Im Krankenhaus, kurz vor Weihnachten, nimmt ein Arzt Willi Hintes Frau Erika zur Seite. Der Krebs hat gestreut, sagt er. Seinem Patienten will der Arzt es nicht sagen, denn der ist zu schwach für diese Nachricht. Metastasen in der Leber, viele kleine Metastasen, das kann man nicht operieren.
Acht Monate bis zum Tod
Zur gleichen Zeit liest Erika Hinte in der Zeitung, dass die Apotheke, aus der ihr Mann seine Medikamente bekommen hat, gepanscht hat. Auch Willi Hinte bekommt das mit. Erika Hinte ruft beim Gesundheitsamt an, holt sich die Behandlungsunterlagen ihres Mannes vom Arzt – aber alle beruhigen sie. Zu diesem Zeitpunkt ist nur von fünf Medikamenten die Rede. Die Wirkstoffe Irinotecan und Oxaliplatin, also Willis Medikamente, seien nicht gepanscht worden. Erika Hinte erzählt Willi davon. Sie sind beruhigt.

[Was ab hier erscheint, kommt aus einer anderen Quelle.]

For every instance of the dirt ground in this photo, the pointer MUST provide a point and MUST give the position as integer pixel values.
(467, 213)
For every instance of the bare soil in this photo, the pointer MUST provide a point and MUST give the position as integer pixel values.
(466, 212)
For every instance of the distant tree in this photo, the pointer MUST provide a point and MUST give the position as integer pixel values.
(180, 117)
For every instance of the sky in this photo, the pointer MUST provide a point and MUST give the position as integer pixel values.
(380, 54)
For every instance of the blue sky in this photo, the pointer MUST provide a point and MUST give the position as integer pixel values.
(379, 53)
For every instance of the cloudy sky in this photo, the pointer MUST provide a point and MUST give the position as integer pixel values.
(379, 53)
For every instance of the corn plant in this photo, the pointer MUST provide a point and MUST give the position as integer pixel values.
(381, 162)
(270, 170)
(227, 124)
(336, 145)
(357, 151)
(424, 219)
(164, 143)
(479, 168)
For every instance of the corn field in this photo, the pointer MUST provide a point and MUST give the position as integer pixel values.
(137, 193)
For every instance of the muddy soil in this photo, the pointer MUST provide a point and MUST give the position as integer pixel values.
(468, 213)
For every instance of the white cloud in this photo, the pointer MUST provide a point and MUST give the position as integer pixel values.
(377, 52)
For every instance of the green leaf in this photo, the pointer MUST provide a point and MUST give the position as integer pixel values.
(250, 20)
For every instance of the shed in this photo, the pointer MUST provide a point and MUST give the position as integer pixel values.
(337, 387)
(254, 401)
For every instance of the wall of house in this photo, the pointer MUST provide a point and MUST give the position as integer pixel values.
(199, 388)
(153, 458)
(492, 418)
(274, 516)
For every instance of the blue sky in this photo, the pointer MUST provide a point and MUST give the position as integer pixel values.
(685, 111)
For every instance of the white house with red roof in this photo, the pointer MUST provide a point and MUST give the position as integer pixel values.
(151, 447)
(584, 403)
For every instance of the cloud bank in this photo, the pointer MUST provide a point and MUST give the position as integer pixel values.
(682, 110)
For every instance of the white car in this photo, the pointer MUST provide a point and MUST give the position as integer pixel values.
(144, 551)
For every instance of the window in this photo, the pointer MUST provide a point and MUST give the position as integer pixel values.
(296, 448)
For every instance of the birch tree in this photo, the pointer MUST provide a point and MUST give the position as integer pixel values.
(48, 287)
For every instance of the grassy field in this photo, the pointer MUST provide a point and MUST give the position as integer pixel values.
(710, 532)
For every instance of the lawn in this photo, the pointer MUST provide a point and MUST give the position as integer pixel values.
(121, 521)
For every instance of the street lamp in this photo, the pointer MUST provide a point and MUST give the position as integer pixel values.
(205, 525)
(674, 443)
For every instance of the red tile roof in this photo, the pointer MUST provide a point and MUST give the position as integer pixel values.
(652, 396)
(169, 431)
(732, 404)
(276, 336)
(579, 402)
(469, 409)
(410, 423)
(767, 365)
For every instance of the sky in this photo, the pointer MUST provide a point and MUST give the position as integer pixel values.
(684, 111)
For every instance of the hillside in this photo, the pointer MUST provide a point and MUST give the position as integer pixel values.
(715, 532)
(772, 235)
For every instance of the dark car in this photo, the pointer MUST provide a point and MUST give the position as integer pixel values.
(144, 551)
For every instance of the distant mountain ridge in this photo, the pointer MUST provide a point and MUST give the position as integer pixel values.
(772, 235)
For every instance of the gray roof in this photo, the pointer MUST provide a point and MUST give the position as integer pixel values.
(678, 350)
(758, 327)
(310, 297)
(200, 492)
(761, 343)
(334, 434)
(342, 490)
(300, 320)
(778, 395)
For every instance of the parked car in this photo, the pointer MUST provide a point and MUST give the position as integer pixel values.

Ein aggressiver Krebs führt innerhalb von acht Monaten zum Tod. Zwischen der Beruhigung der Hintes und der Wahrheit liegen sieben Monate. Im Juli 2017 veröffentlicht die Stadt Bottrop eine neue Liste von Medikamenten: Es waren doch nicht nur fünf, sondern gut fünfzig, die wohl gepanscht wurden. Erika Hinte liest davon in der Zeitung. Mit Willi kann sie nicht mehr darüber sprechen. Er starb am 28. Januar 2017. Zwei Jahre nach ihrer Goldenen Hochzeit, drei Jahre früher als ihm anfangs prognostiziert wurde.
Keine Gewissheit
Seit der Nachricht über den Apotheker Peter S. fragt sich Erika Hinte, ob es anders hätte sein können. Hätte sie vielleicht mehr Zeit mit ihrem Mann haben können? Hat der Apotheker Peter S. Schuld daran, dass es bei Willi Hintes Krankheit nur bergab ging? Das ist der größte Schaden, den der Skandal um die „Alte Apotheke“ angerichtet hat. „Alle haben jetzt diese Sorge im Kopf: Ist das wohl auch bei mir passiert?“, sagt der Onkologe Köster.
Gewissheit wird Erika Hinte nicht mehr erhalten. Sie will nicht klagen oder einen Anwalt nehmen. Sie hat kein Geld dafür, und ihr Willi kommt davon auch nicht zurück. Der Onkologe, der Willi Hinte behandelt hat, möchte sich aufgrund der ärztlichen Schweigepflicht nicht zur Geschichte seines Patienten äußern.